こうした構造改革の積み重ねと、グローバルな評価の高まりが、直近の株価上昇につながっています。
セイコーは「グランドセイコー」で攻める!
一方、セイコーグループも高級路線を鮮明にしています。2024年度~2026年度の中期経営計画「SMILE145」では、グランドセイコーを中心としたプレミアムモデルへの集中投資を行い、北米・中国・欧州など海外への販売強化を掲げています。
事実、北米市場での販売回復が業績を下支えしており、価格改定によって利益率も向上。2026年3月期第2四半期のウォッチ事業セグメントは、前年同期比で売上9.8%増、営業利益14.9%増と、ともに2桁成長となっています。

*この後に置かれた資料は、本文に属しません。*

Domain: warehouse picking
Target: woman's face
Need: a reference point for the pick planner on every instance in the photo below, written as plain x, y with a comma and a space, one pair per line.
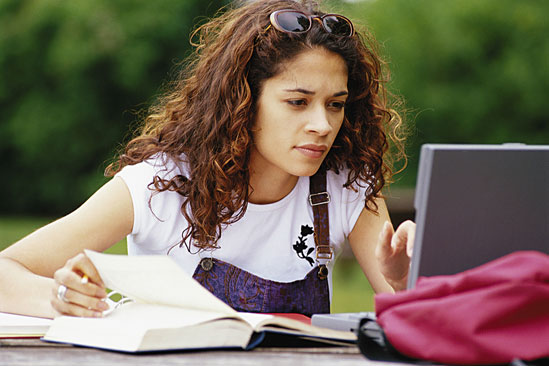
299, 113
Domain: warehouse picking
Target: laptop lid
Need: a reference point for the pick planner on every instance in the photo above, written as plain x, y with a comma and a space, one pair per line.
476, 203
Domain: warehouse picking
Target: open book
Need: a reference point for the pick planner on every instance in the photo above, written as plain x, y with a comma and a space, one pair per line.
170, 310
21, 326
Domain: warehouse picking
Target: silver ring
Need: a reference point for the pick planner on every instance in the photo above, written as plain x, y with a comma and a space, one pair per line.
84, 279
61, 292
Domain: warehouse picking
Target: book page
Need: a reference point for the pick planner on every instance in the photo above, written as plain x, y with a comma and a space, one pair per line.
12, 325
155, 279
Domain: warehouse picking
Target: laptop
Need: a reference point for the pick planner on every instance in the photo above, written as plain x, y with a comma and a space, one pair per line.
474, 203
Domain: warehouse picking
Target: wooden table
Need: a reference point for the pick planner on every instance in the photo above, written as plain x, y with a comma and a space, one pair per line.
19, 352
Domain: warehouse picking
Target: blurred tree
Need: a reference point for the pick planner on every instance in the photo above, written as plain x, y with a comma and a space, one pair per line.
73, 72
71, 75
470, 71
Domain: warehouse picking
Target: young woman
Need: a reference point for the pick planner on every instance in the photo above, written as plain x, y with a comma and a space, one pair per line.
269, 152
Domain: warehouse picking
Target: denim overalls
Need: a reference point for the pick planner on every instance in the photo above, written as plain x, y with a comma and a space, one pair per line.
246, 292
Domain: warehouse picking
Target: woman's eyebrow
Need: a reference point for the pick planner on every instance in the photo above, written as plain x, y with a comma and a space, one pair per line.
310, 92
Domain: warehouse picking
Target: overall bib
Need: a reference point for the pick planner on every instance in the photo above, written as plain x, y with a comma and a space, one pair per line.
246, 292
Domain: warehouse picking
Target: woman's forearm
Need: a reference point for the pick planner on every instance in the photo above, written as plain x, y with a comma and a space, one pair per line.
23, 292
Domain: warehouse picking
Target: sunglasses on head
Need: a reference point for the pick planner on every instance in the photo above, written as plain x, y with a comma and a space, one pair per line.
293, 21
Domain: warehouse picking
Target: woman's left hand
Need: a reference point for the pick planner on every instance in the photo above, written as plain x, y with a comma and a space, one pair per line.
393, 253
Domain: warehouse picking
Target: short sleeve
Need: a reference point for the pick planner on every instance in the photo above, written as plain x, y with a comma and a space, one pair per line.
150, 206
349, 202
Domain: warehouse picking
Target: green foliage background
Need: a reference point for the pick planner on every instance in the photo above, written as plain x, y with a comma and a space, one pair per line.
470, 71
72, 73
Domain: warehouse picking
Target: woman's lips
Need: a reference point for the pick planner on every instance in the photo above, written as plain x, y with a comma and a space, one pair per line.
311, 151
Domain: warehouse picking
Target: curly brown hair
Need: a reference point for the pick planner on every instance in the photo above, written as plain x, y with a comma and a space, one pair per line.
206, 120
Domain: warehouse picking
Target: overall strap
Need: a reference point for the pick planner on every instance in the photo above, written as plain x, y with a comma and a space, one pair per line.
319, 199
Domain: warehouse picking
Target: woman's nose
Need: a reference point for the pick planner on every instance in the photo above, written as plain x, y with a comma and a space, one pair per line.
319, 123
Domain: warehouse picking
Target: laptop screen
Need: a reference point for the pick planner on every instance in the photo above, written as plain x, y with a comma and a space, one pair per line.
475, 203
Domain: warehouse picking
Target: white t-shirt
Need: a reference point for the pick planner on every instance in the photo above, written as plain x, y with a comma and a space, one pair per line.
261, 242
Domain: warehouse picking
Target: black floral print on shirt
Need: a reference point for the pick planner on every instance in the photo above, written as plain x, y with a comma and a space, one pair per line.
300, 246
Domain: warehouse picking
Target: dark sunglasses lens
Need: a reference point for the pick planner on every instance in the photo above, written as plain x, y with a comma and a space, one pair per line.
337, 25
293, 21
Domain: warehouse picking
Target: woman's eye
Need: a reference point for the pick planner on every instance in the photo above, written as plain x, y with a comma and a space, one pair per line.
337, 105
297, 102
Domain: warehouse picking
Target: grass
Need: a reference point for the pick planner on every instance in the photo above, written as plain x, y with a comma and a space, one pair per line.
351, 289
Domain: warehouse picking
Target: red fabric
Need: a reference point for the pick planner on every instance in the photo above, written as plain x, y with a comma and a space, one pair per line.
490, 314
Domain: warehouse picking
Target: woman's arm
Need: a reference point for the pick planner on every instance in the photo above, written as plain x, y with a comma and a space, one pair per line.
383, 255
27, 267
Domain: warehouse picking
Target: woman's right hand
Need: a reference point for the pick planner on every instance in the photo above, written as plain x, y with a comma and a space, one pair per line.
79, 290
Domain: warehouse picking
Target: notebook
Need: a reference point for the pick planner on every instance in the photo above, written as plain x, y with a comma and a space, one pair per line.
473, 203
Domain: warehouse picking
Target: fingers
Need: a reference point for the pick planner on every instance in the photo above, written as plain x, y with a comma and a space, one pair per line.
85, 292
404, 237
383, 248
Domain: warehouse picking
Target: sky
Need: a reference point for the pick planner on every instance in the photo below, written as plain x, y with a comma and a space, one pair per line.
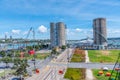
18, 16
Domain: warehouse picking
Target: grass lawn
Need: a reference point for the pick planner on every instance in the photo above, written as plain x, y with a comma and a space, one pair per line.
78, 56
103, 56
103, 77
75, 74
6, 72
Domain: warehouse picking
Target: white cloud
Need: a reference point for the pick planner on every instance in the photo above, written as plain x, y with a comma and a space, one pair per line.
78, 29
16, 31
6, 33
42, 29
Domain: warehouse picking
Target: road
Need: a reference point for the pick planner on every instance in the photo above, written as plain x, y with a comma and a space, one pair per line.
85, 65
51, 71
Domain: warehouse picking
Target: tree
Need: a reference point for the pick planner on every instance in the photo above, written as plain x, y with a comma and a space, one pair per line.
20, 66
63, 47
2, 53
7, 60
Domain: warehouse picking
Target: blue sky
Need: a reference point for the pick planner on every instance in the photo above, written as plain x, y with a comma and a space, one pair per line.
17, 16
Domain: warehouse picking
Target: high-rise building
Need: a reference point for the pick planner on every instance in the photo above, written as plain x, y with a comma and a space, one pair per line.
57, 34
99, 32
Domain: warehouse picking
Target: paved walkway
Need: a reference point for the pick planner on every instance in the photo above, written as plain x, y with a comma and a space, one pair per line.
89, 74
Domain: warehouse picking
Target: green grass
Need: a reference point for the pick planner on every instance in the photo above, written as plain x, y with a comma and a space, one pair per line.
98, 56
75, 74
77, 58
6, 72
102, 77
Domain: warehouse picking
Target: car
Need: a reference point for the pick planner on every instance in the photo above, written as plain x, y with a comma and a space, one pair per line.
16, 79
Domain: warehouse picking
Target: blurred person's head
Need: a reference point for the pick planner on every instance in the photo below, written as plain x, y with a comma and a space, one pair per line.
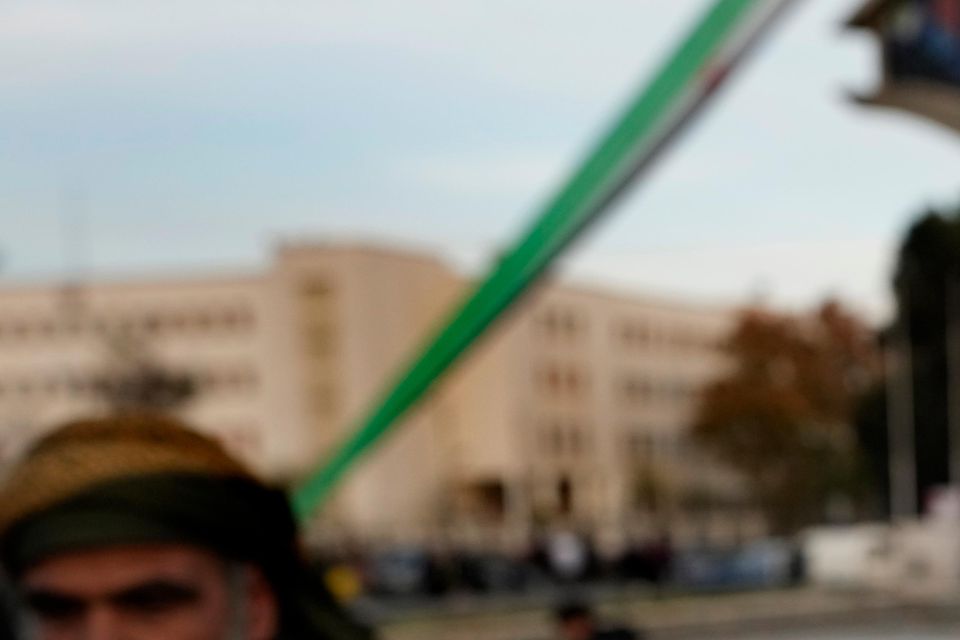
134, 527
575, 621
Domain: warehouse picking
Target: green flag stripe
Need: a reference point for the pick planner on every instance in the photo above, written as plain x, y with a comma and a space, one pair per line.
627, 146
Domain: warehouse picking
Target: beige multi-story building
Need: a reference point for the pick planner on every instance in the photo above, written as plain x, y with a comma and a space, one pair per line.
573, 411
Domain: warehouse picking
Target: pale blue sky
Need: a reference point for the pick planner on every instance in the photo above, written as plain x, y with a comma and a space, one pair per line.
200, 132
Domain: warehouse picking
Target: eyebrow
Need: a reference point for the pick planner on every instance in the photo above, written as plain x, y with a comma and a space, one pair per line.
152, 594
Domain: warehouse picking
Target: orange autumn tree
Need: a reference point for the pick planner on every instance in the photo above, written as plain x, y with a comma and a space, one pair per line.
782, 413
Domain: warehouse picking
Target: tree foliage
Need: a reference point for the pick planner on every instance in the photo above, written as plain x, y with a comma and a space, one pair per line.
782, 414
927, 289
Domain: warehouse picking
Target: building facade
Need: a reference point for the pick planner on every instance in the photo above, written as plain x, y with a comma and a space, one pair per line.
573, 412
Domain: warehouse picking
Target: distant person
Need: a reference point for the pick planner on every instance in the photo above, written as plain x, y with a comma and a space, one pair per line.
136, 528
568, 556
577, 621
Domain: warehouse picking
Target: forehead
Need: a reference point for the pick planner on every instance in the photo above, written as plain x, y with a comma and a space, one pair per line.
95, 571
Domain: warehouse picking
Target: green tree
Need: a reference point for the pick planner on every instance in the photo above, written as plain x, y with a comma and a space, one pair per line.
926, 284
782, 414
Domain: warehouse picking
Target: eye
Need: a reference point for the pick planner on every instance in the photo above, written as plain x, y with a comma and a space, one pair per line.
156, 597
54, 607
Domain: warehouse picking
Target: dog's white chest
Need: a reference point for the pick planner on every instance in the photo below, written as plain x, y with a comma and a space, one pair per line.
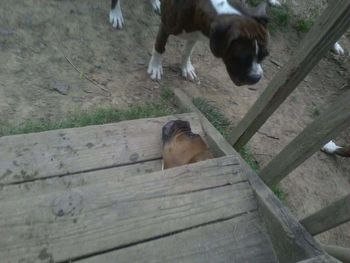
193, 36
223, 7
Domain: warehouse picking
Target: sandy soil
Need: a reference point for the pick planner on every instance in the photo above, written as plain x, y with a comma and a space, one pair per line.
41, 40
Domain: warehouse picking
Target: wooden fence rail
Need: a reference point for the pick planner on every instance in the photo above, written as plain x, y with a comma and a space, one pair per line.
310, 140
329, 27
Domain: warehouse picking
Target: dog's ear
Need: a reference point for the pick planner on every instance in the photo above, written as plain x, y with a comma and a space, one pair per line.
222, 33
260, 15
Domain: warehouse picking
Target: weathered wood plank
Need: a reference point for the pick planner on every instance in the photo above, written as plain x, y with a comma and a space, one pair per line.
320, 259
290, 240
328, 28
331, 216
52, 153
310, 140
241, 239
216, 141
93, 216
295, 240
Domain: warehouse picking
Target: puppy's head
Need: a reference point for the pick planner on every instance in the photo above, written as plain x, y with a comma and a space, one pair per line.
241, 41
171, 128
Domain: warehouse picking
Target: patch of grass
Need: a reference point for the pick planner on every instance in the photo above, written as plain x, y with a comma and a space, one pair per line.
214, 115
281, 16
281, 195
255, 2
95, 117
304, 25
222, 124
250, 159
316, 112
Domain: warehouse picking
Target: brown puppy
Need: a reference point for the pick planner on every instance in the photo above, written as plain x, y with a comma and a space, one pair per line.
181, 146
237, 34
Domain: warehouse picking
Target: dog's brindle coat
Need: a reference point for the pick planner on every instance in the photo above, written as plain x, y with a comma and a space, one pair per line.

ただし、セイコーはウォッチ以外にもデバイスソリューションなど複数の事業を抱えており、それらの収益構造には課題も残っています。デバイスソリューション事業に関しては、銀価格高騰の影響を踏まえ、26年3月期の通期営業利益予想を下方修正しました。さらに銀価格の上昇が続いているため、下期の業績に影響がないか不安は残ります。